Sometimes people get outraged—particularly when those who are murdered are first graders. Other times people’s lives are devastated when the sons and daughters they sent off to college are murdered. Apprehension grows when one of these mass murders takes place just 25 miles from their home or a few miles from the Nation’s Capital. Sadly, sometimes the greatest outrage is because the baseball game you were supposed to see got cancelled since the stadium was too close to the murder scene.
It’s amazing how these events produce so little outrage anymore. If it were not for the parents of the Virginia Tech students and Newtown children and Gabby Giffords, who herself was a victim, they might pass unnoticed. In fact, there are dozens of gun-related killings every week that barely get press attention because there were only one or two victims. It seems that the number needs to get up to a dozen or more at one massacre to make the news.
Politicians for the most part are really muted on the issue. The NRA just took out of office two legislators in Colorado who had voted for modest gun control measures. The message is clear—speak out on ending gun violence and we will get you at the ballot box.
The people who will be heard will be the fear mongers who will pass the word among their audiences that Obama is going to take their guns.
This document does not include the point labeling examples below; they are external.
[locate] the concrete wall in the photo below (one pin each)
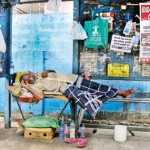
(41, 42)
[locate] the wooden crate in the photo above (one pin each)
(39, 133)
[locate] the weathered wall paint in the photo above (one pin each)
(41, 42)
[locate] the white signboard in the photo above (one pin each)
(121, 43)
(144, 32)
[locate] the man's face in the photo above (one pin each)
(30, 78)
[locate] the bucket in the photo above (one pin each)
(120, 133)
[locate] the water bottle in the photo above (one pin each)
(82, 131)
(72, 129)
(66, 132)
(61, 131)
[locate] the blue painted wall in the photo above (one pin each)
(5, 17)
(44, 42)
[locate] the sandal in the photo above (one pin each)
(71, 140)
(82, 142)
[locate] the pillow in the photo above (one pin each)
(14, 90)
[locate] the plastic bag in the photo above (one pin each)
(97, 32)
(41, 122)
(78, 32)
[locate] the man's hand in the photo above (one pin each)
(86, 76)
(44, 74)
(25, 85)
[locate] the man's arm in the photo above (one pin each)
(38, 96)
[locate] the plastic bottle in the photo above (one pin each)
(82, 131)
(127, 28)
(61, 131)
(66, 132)
(72, 129)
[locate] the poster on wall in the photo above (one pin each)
(144, 32)
(121, 43)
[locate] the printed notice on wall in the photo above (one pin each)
(145, 32)
(121, 43)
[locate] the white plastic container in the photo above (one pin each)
(120, 133)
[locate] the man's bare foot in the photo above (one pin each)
(126, 94)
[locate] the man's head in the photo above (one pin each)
(29, 77)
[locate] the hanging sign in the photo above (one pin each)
(144, 32)
(121, 43)
(118, 70)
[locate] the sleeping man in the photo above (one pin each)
(87, 94)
After each of these events, gun and ammunition sales actually increase. There is always the Second Amendment about the well-regulated militia to stand behind.
For those of us who continue to be outraged, what can we do? We can put pressure on our elected officials to work to keep guns out of the hands of criminals and the mentally ill; to ban assault weapons and large magazines; to require universal background checks; and to expand mental health programs. Let the Second Amendment stand for all else. Freely allow hunters and sportsmen to do their thing. Let law-abiding citizens keep their guns for protection.
Our outrage over so many tragic deaths should lead to challenging anyone’s—including the NRA’s—unwillingness to have a dialogue about balancing the Second Amendment with sane gun laws. Refusal to even consider sensible measures is an outrage in itself.